FIFA's new reform chief has recommended a complete overhaul of World Cup bidding, saying the current process is "a mix of corruption risk and conflict of interest concerns".

Mark Pieth, the criminology professor at the University of Basle appointed to chair FIFA's independent governance committee, also recommends time limits for the FIFA president and executive members to serve.

His raft of proposals calls for the organisation to adopt serious anti-corruption measures, to reduce the president's individual power, and that there should be independent members appointed to the executive committee.

The description of World Cup bidding will resonate particularly in those countries such as England who bid for the 2018 and 2022 tournaments. Last December's votes became mired in controversy, with two FIFA members banned for breaching ethics committee rules, and in May, England's ex-2018 bid chief Lord Triesman made allegations of unethical requests by FIFA members during the campaign.

Pieth's report states: "Past experience has demonstrated that the risks linked to these highly visible and politically sensitive decisions are actually a mix of corruption risk and conflict of interest concerns.

"Suspicion that individuals either sold their vote or profiteered directly from the choice of venue is combined with allegations of a strategic use of development money in order to influence decision-takers of ExCo."

Pieth said the bidding process should be revamped to prevent manipulation and the decision for the FIFA Congress to take the final vote on World Cup hosts "is a step in the right direction from a corruption prevention perspective".

Pieth will not, however, investigate allegations of corruption involving World Cup bids or of wrongdoing by FIFA members but stick to making proposals for future reform - and he admits that some members will not like his plans for change.

He said he would walk away if he feels his reform proposals are not taken seriously.

Pieth told a news conference in Zurich: "We are talking about serious stuff here. Not everyone will like this.

"I'm not too worried about it because to some extent this is a process.
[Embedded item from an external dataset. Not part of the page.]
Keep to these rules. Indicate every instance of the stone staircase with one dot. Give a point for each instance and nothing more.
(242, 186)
We are trying to change something, but of course there's a bottom line, if we are seriously unhappy I can say 'this is it, I've had it'."

Pieth, who is being paid by FIFA for his work, said he did not have the capacity both to look into the past and to recommend reforms and he would be "professionally unsound" to do so, so he was focusing on the future.

He does, however, believe that other people should look into allegations of corruption surrounding World Cup votes.

He also said FIFA had themselves decided to take the steps towards reform.

He added: "It's like [Baron] Munchausen pulling himself out of the swamp [by his hair].

"There's nobody forcing them to do it from outside, it's their own membership within Congress. We're like football coaches in guiding them back to the road of virtue."

Pieth also recommends any payments by FIFA to member associations, their officials and people close to them need to have "close financial scrutiny".

Cash for development projects such as the GOAL programme, long seen as the source of FIFA cash which ends up in the wrong pockets, should be controlled from beginning to end to ensure it is spent correctly.

A "discrete disclosure channel" hotline to report corruption should also be made available, said Pieth, with FIFA officials subject to due diligence to establish whether they are suitable for office.